Let’s face it – sometimes sticking to your medical weight loss plan isn’t easy. Cravings can hit, and hit hard. But that doesn’t mean you have to give in.
Most of the time, cravings aren’t driven by physical hunger, but by psychological hunger. In fact I would dare say that’s probably the case more than 80 percent of the time. Still, cravings can feel very urgent and real, almost overpowering. Here’s what I advise my patients do when a craving hits:
Check In: Ask yourself what the craving is really for. Is it about chocolate (or whatever the food may be)? Or is it a craving for something no food can really provide – more time for yourself, a lowered stress level, eliminating unpleasant emotions, escaping a difficult circumstance, simple boredom, facing the fear of reaching your goal? Understanding what you really want, and realizing that food won’t make that happen, can help break a craving’s grip and get you in touch with what you really do need.
Buy Some Time: Cravings are often strong in the moment, but actually pass rather quickly if not acted upon. When a craving hits, tell yourself you’re going to wait 20 minutes, and then see if you still want the food. Chances are you won’t.
Distract Yourself: Along the same lines, rather than focus on the craving, which can make it even more tempting and powerful, do your best to switch gears. Make a phone call, take a brisk walk, write in your journal, repeat a mantra in your head that helps you refocus on your goals, or engage in a game.
Quench Your Thirst: Sometimes, a craving is actually about being thirsty, not hungry. See if drinking a glass of water or some hot or iced tea does the trick. But beware of reaching for artificially sweetened beverages, soda pop, juice, and the like – they can actually stimulate your appetite and intensify cravings.

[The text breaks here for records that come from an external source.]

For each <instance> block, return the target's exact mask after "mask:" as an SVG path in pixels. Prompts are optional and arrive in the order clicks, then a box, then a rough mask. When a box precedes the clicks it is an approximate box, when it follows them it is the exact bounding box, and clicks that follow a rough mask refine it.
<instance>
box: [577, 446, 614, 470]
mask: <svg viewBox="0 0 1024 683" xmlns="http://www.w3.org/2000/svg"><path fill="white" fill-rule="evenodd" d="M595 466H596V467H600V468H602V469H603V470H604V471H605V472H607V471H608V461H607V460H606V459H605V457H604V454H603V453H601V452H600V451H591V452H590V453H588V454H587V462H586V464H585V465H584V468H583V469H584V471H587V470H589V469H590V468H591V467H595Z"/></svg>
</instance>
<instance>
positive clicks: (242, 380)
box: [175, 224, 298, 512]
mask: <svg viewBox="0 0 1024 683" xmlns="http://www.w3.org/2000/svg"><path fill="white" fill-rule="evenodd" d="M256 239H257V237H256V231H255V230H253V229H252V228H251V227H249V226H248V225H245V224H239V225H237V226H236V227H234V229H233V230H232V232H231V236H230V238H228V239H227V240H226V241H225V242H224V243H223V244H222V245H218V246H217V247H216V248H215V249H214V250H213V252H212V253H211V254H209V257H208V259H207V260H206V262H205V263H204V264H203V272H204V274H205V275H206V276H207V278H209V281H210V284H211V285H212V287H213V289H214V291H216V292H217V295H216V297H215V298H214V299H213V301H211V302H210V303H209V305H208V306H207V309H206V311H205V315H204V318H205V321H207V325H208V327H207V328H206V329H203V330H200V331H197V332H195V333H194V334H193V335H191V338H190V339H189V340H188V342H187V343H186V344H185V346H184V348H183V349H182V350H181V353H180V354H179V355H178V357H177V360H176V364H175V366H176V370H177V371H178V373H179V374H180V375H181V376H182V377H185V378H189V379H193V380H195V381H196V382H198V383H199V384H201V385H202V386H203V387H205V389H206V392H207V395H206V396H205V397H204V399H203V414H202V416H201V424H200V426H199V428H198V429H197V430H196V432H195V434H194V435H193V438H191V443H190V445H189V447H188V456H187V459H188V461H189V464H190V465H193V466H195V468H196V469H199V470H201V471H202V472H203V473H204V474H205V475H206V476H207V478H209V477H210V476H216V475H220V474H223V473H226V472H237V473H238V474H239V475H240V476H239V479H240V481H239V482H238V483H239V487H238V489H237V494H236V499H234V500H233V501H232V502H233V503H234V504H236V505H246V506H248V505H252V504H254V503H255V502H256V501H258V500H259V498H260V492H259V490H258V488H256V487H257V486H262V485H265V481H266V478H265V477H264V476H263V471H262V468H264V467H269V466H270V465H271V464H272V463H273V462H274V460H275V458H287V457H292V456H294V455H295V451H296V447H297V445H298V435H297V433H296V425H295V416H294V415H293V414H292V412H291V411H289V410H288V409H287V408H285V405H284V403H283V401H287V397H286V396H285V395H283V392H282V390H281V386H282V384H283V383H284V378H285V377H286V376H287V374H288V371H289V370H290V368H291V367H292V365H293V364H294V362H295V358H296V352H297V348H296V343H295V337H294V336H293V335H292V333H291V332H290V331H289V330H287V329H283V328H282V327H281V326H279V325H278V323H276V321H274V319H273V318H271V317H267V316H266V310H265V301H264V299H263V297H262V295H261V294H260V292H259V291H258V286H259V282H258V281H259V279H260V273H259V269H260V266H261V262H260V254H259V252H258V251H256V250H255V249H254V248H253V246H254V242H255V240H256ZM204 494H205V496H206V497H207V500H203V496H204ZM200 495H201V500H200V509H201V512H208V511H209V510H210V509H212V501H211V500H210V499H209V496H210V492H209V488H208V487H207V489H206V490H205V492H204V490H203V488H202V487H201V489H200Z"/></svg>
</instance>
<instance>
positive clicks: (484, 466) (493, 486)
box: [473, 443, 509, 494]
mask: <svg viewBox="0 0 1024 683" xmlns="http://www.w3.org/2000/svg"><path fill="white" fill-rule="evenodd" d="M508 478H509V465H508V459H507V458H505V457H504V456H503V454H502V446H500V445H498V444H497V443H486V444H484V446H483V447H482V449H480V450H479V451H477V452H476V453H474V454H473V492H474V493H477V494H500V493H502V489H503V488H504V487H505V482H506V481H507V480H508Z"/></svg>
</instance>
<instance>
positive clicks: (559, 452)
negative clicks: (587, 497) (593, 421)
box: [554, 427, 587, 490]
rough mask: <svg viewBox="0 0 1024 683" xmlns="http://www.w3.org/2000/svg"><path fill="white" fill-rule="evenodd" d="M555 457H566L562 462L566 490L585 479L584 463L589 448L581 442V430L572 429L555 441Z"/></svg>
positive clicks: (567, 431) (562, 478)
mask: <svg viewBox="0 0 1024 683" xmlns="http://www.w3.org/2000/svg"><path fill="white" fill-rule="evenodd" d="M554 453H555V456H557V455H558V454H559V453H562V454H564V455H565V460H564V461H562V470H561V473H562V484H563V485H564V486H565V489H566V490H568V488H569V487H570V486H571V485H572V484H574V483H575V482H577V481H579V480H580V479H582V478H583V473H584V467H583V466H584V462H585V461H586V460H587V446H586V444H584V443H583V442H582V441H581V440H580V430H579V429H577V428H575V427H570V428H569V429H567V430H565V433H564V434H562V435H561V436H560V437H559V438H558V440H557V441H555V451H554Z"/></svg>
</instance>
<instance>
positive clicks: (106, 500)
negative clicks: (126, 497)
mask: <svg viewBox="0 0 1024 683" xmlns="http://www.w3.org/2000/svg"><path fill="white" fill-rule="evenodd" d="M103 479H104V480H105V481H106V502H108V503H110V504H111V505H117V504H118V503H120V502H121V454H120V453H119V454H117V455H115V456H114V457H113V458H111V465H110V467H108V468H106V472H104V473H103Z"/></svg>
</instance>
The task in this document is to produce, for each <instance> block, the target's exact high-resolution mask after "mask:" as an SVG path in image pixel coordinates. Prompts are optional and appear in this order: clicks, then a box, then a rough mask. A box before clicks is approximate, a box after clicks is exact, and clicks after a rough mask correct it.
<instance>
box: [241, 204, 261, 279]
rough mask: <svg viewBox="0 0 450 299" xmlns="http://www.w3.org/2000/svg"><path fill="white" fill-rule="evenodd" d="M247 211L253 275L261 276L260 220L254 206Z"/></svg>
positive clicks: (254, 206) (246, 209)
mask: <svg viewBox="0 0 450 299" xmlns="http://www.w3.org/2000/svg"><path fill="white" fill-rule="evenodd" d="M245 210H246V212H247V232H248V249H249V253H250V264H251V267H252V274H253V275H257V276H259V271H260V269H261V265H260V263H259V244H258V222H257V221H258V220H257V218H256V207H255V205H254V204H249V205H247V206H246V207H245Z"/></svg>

Decode the Clues: Often, a craving can be triggered by some unconscious or entrenched automatic response you may not even be aware of. One example may be popcorn and movies. For some people, the two are so closely linked that going to the movies automatically equals eating a bucket of popcorn – even if the popcorn doesn’t really taste very good! The same can happen based upon a certain time of day (mid-afternoon or late night), an activity usually associated with snacking or eating (watching TV), a particular location (a trip to the mall), etc. Stop and think about whether you’re really hungry or whether your environment may simply be triggering you to want to eat. If you have to, spend time away from a trigger location or activity until you think you have the craving under control.
Test It Out: Ask yourself if it’s true hunger that’s causing the craving. Ask yourself these questions: When was the last time you ate? Are you experiencing real hunger pangs? Will any food do, or is your craving for something in particular? If it’s real hunger, it’s likely been some time since you ate last, which means an apple will hit the spot just as much as ice cream. If not, it’s probably not true hunger.
Stay Ahead of It: Set yourself up for success by being very mindful to not skip meals or put yourself in difficult situations where you’ll be more susceptible to cravings. Be sure you’re eating lots of low-calorie/high-bulk foods and drinking plenty of water. Hedge your bet by making sure you’ve always got a healthy option close at hand. Preventing cravings is much easier than dealing with them.
Count the Cost: Sometimes it can help to remind yourself that giving into a craving can actually lead to more cravings, setting off a possible binge cycle by stretching out your stomach and triggering hormones that increase appetite. Do you really want to put yourself in that position? Probably not.
Get On With It: When all else fails and you find you’ve given into a craving, resist the urge to beat yourself up or let it lead to days, weeks, or months of binging. Simply chalk it up to a lesson learned, refocus on your goals, and get back on the plan. Losing weight is more about persistence than perfection – so don’t let a craving lead to giving up on your goals!